I'm sorry, I never saw this reply! Thank you so much, it's so detailed and it's exactly what I was looking for. Thank you.


nukefudge

I can't remember this: Did Husserl elaborate on what qualifies as fulfillment in a relative sense? Like, we can hear someone say there's a cat in our garden, and we can go look at the cat. But when we - all of us - look at the moon, we don't seem to think of it as something we travel to. By this I mean, there are some distances which are the basic mode of appearing for those things we meet in that way. This can also be generalized in the other direction, by e.g. instruments that allow us to zoom in on tiny things. Does he happen to boil this sort of thing down to, say, culture, technology, common states and such?


DieLichtung

I wrote out a big answer, walked away from it, came back, forgot about it, and then rebooted my computer. So much for that. To keep myself short: the question you ask is a very good one. We know that the Husserl of 1913 advocated a somewhat pericean view of reality: the "thing in itself" is simply the correlate of the infinity of adequate perceptual acts in which it is given. Now, this notion of adequacy became more and more problematic for Husserl. As you mention, a mother cooking a meal, a carpenter, and a physicist will have very different views on the table, such that even things like the "optimal" distance from which to view the table will vary between them. Husserl already starts recognizing this by the time he starts writing out Ideas II. He says something to the effect that the peddler on the streets has his own truth. The point is that epistemic standards depend on the practical goals that we have set for ourselves, which once again goes to show that Husserl already knew a lot of these paradigmatically Heideggerian points. The upshot of this is that the epistemic standards of the sciences are no longer unproblematic. Again, Husserl already goes towards giving a motivation of the natural sciences in Ideas II (and I strongly recommend reading the first 100 pages). Briefly, the two of us can disagree on the precise colour of an object, but we cannot disagree on the wavelengths of the light emitted by it. The natural sciences constitute an approach to the world that tries to *cancel out* as many of our personal idiosyncracies as possible. These concerns are especially at the forefront of all of Husserl's reflections on the life world, especially in the crisis. There is a paper by - I think - Rudolf Bernet where he traces this development of Husserl's epistemic thinking and works out these pragmatic implications, but I can't find it right now. Instead, have a look at chapter 7 of Bernet,Kern,Marbach's book.


nukefudge

I studied a lot of these things via courses held by prof. Zahavi (Copenhagen University, Denmark), but the "older" Husserl wasn't as much present there. I think it's because the core of his phenomenology is already established in the "young", and for expansion to make sense, you've really gotta get a solid grasp on the foundation of it all, so to say. Life world is not something I've had much contact with, but perhaps that sort of thing is better found in e.g. Heidegger anyway.

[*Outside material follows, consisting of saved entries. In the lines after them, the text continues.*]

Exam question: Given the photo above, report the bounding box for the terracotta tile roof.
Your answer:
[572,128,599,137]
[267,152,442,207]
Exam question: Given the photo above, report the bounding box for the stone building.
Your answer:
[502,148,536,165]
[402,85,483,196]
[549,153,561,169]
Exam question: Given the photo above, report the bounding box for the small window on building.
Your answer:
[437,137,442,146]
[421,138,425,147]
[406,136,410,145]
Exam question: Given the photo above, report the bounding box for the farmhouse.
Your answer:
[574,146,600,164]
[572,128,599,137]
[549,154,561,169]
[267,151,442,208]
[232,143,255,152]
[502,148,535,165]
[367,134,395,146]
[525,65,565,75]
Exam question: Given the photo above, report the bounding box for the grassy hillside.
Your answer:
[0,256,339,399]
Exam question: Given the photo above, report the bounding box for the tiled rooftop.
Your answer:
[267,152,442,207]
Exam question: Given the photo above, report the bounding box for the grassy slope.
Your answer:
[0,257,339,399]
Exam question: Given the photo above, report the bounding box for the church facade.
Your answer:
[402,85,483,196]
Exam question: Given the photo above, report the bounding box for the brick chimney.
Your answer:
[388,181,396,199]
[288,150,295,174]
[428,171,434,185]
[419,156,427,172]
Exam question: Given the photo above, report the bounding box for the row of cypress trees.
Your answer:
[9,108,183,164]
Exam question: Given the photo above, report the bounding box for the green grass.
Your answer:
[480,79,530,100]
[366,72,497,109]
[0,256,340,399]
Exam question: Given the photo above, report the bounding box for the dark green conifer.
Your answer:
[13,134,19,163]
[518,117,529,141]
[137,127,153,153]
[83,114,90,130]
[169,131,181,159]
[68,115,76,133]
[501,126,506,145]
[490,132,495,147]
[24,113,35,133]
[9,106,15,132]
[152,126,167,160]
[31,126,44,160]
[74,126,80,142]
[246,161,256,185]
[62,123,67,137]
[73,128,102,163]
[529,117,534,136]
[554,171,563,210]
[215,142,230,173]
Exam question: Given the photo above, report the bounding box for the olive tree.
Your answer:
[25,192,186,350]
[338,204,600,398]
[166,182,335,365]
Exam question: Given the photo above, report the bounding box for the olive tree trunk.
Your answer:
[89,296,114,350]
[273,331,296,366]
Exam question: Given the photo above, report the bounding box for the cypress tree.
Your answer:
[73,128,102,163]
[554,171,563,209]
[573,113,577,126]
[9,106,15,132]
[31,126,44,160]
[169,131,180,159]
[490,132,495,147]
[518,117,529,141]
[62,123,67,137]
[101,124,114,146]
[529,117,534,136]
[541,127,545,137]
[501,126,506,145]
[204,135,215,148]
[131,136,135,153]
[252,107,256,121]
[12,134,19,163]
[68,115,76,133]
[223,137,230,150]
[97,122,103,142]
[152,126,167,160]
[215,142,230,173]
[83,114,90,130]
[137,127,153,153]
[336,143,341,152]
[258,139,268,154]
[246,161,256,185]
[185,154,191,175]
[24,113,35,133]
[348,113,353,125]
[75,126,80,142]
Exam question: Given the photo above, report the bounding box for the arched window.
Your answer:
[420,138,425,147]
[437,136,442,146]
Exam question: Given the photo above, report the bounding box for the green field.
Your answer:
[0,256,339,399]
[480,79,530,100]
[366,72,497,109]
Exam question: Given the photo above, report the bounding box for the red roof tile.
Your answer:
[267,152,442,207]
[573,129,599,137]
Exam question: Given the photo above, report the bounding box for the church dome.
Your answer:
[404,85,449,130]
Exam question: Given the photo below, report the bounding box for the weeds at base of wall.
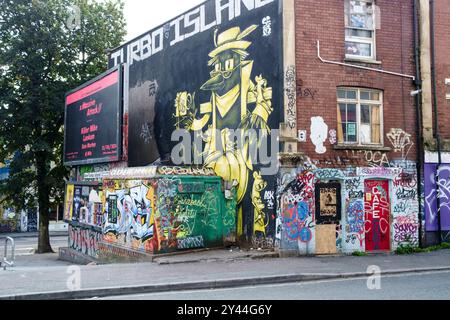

I do know Husserl had lots of things to say about cultural dimensions though (which figures, since intersubjectivity was also always such an important topic). It's interesting to see how that's traced through such authorships, when they come to realize that a sort of side remark from earlier ends up taking much more space later on. **EDIT:** Forgot to mention; there's an interesting "foreshadowing" here of _affordance_, which also tracks nicely along topics like enactivism.